In the biography of St. Catherine of Siena, written by her one-time spiritual director, Blessed Raymond of Capua, there is a passage that recounts a mystical conversation between Catherine and Jesus as He taught her about the foundation of the spiritual life. Jesus tells Catherine: “Do you know, daughter, who you are and who I am? If you know these two things, you will be blessed.” Jesus then goes on to say: “You are she who is not; whereas I am He who is. Have this knowledge in your soul and the Enemy will never deceive you and you will escape all his wiles; you will never disobey my commandments and will acquire all grace, truth and light.”

At first hearing, this might sound a little rough on Jesus’ part: “You are she who is NOT?” Jesus goes on to explain why knowing these two things is foundational to the spiritual life. First of all, God created Catherine. Secondly, He held her and holds her still in being. Finally, every talent and virtue that she had in this life — including the means and fortitude to acquire new talents and virtues — ALL of them came from God. In fact, the only thing for which we as human beings can take complete credit are our sins and the miseries that we bring upon ourselves. Everything good that we are and that we do are a gift of He who is. That is why our only boast should be in the God who created us, redeemed us and destined us to eternal life with Him. By having this insight firmly in our minds and hearts, all temptation to pride, to thinking of ourselves as better than others, simply disappears. We look at other human beings through the same lens that God sees us — as poor, but beloved, creatures who are in great need of His mercy and goodness.

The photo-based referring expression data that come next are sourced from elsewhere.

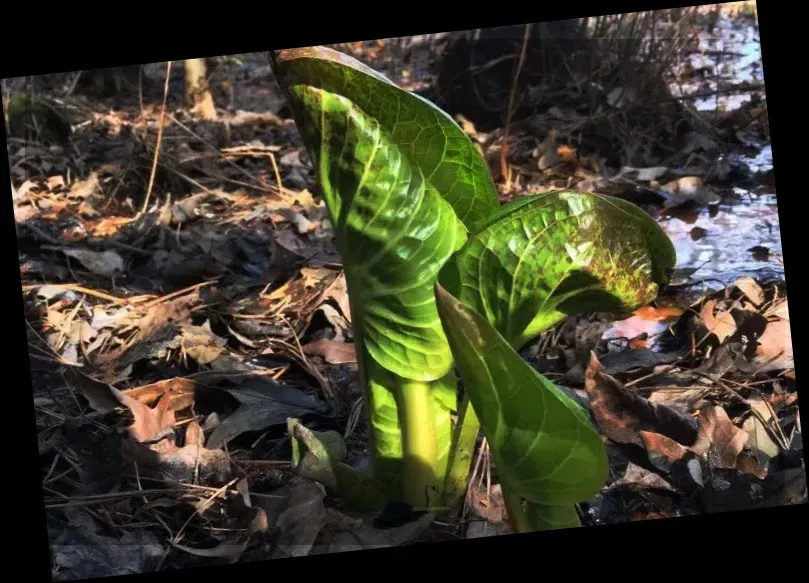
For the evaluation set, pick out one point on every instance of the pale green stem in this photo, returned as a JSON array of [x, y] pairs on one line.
[[464, 438], [417, 420]]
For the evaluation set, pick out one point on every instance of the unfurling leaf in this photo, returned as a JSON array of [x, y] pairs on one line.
[[556, 254], [544, 445]]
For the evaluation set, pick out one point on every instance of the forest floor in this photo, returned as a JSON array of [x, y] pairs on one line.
[[176, 320]]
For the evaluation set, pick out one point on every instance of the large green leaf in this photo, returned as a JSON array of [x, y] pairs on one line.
[[402, 184], [544, 257], [425, 134], [392, 226], [543, 443]]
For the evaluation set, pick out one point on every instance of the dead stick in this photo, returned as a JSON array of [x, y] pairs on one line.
[[512, 96]]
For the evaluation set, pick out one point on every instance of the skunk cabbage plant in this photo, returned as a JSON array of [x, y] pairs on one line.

In today’s Gospel, we see the consequence of HAVING or NOT HAVING these two things firmly in mind. The Pharisee, who undoubtedly has many talents and human virtues, is blind to what is missing in his own soul: the humility to acknowledge God as the source of any goodness within himself. Instead, he self-righteously looks down upon the tax collector as a great sinner — not realizing that because of his pride and arrogance, he was an even greater sinner! Jesus then has this to say: the tax collector went home justified, while the Pharisee did not. Now, justification means to be put right in our relationship with God; it means to be reconciled to Him and open to the process of sanctification, to building up a life of grace through Him. The tax collector, in this moment of humbly turning to God was now spiritually alive; but the Pharisee remained spiritually dead. How tragic!

This story is every bit as relevant today as when Jesus told it almost two thousand years ago. There is always a temptation to Pharisaism in all of us. I am often struck by how often the media — especially the cable media and some social media — demonstrate the same attitude of the Pharisee in looking down upon others and disparaging those with different beliefs or behaviors. These types of media outlets, I believe, have contributed greatly to the polarization that we see in our society today — both on the left AND on the right. Often, this type of polarized narrative is pushed as a type of entertainment that can feed on people’s disordered desire to feel superior to others. One can only wonder at how many souls are falling into this pit, especially those who have made a regular diet of these media outlets.

To be clear, there is no question that the ranks of those who attack or disagree with our Christian faith are growing. However, as Christians, we need to respond in a way that is congruent with both truth and charity. When we see an erring brother or sister, do we say to ourselves “there but for the grace of God go I” and see what it is that we can do to manifest to them God’s mercy and goodness? To do this well means relying first and foremost on the Lord, going to Him in heartfelt supplication for the justification and sanctification of each and every one of us. As we heard in today’s first reading from Sirach: “The one who serves God willingly is heard; his petition reaches the heavens. The prayer of the lowly pierces the clouds.”

My brothers and sisters, the Lord closes his ears to the proud and the arrogant. No amount of good works will make up for this. So, we must honestly ask ourselves how often it is that we look down upon others — whether the neighbor next door, politicians in Washington or ecclesiastics in Rome. However good that we are and whatever good that we do, ALL are a gift from God. We can take NO credit for these; only for our sins. Only bending down and passing through the lowly door of humility will allow us to be justified. Then, along with Paul, “the Lord will rescue [us] from every evil threat and will bring [us] safe to his heavenly kingdom.” It would indeed be a pity, my brothers and sisters, if we allowed our enemies and opponents to lead us to be condemned.